The scientific solution is to run your application using a memory profiler, and analyze the output to see which of your data structures is using an unexpectedly large amount of memory.
If I was to guess, it would be that your application (at some level) is doing something like this:
String line;
while ((line = br.readLine()) != null) {
// search for tag in line
String tagStr = line.substring(pos1, pos2);
// code as per your example
}
This uses a lot more memory than you'd expect. The substring(...)
call creates a tagStr
object that refers to the backing array of the original line
string. Your tag strings that you expect to be short actually refer to a char[]

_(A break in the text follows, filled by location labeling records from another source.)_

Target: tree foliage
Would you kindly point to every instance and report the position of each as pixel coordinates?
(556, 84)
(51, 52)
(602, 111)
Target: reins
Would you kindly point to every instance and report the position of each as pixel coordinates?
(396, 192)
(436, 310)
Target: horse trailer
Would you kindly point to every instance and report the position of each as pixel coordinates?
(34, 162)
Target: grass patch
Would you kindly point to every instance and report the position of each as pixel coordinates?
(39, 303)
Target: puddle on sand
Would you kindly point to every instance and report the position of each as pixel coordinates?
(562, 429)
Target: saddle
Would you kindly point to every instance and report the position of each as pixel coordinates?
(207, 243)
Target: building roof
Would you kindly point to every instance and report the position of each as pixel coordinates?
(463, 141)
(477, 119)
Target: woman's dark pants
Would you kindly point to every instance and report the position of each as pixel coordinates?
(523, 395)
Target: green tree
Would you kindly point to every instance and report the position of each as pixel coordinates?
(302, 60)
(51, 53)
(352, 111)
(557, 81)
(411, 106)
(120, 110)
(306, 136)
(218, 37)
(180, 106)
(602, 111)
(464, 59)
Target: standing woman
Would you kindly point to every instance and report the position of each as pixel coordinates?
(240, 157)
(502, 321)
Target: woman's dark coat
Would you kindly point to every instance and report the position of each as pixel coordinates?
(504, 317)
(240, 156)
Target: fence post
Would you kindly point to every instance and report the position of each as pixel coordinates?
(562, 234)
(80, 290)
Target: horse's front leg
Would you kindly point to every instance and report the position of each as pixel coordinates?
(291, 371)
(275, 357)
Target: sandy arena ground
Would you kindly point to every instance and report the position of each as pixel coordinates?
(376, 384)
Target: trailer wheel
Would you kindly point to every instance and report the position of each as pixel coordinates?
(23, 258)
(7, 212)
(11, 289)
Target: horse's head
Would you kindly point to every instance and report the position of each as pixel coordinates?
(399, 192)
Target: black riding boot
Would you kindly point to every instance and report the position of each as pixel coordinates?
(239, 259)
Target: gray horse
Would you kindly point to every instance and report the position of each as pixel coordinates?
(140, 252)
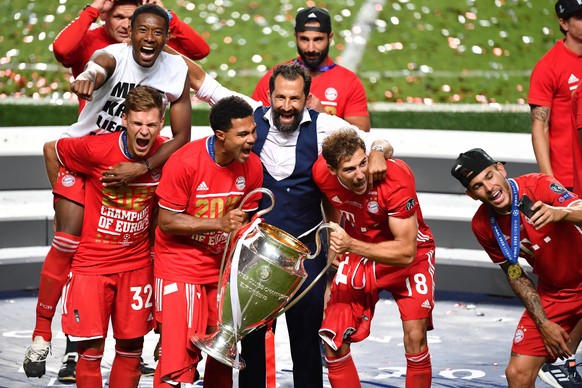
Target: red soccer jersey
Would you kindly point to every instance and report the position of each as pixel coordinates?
(194, 184)
(553, 80)
(116, 224)
(576, 146)
(554, 252)
(341, 92)
(366, 215)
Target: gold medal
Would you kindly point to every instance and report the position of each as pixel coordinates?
(514, 271)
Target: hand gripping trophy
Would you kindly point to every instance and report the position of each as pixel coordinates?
(268, 271)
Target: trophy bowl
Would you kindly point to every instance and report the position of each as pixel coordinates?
(268, 271)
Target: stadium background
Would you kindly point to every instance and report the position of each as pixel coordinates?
(441, 76)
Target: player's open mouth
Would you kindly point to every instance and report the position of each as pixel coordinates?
(142, 144)
(496, 196)
(286, 118)
(147, 53)
(246, 152)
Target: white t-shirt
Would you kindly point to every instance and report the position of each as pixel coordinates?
(278, 153)
(103, 113)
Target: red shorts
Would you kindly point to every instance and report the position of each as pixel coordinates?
(90, 300)
(412, 287)
(527, 339)
(183, 310)
(70, 185)
(355, 292)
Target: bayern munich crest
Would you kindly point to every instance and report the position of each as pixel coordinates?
(331, 94)
(240, 182)
(373, 207)
(519, 335)
(68, 180)
(156, 174)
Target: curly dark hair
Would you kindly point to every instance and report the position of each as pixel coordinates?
(227, 109)
(151, 9)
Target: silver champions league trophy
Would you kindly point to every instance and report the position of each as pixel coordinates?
(268, 265)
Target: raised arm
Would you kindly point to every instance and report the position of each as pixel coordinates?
(540, 125)
(187, 225)
(68, 40)
(97, 71)
(183, 38)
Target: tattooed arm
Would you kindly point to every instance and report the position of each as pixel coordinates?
(554, 336)
(540, 126)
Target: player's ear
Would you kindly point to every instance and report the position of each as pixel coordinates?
(220, 135)
(470, 194)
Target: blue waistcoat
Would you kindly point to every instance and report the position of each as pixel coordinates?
(297, 198)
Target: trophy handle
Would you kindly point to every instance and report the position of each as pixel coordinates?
(264, 191)
(257, 215)
(323, 271)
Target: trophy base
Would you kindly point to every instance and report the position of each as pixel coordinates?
(221, 346)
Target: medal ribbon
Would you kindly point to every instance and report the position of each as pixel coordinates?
(210, 146)
(125, 147)
(510, 253)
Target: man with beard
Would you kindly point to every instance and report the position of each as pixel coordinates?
(289, 138)
(335, 89)
(532, 217)
(109, 76)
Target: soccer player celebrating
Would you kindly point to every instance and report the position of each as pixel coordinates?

object that holds all characters in the original line.
The fix is to do this:
String tagStr = new String(line.substring(pos1, pos2));
This creates a String object that does not share the backing array of the argument String.
UPDATE - this or something similar is an increasingly likely explanation ... given your latest data.
To expand on another of Jon Skeet's point, the overheads of a small String are surprisingly high. For instance, on a typical 32 bit JVM, the memory usage of a one character String is:
- String object header for String object: 2 words
- String object fields: 3 words
- Padding: 1 word (I think)
- Backing array object header: 3 words
- Backing array data: 1 word
Total: 10 words - 40 bytes - to hold one char
of data ... or one byte
of data if your input is in an 8-bit character set.
(This is not sufficient to explain your problem, but you should be aware of it anyway.)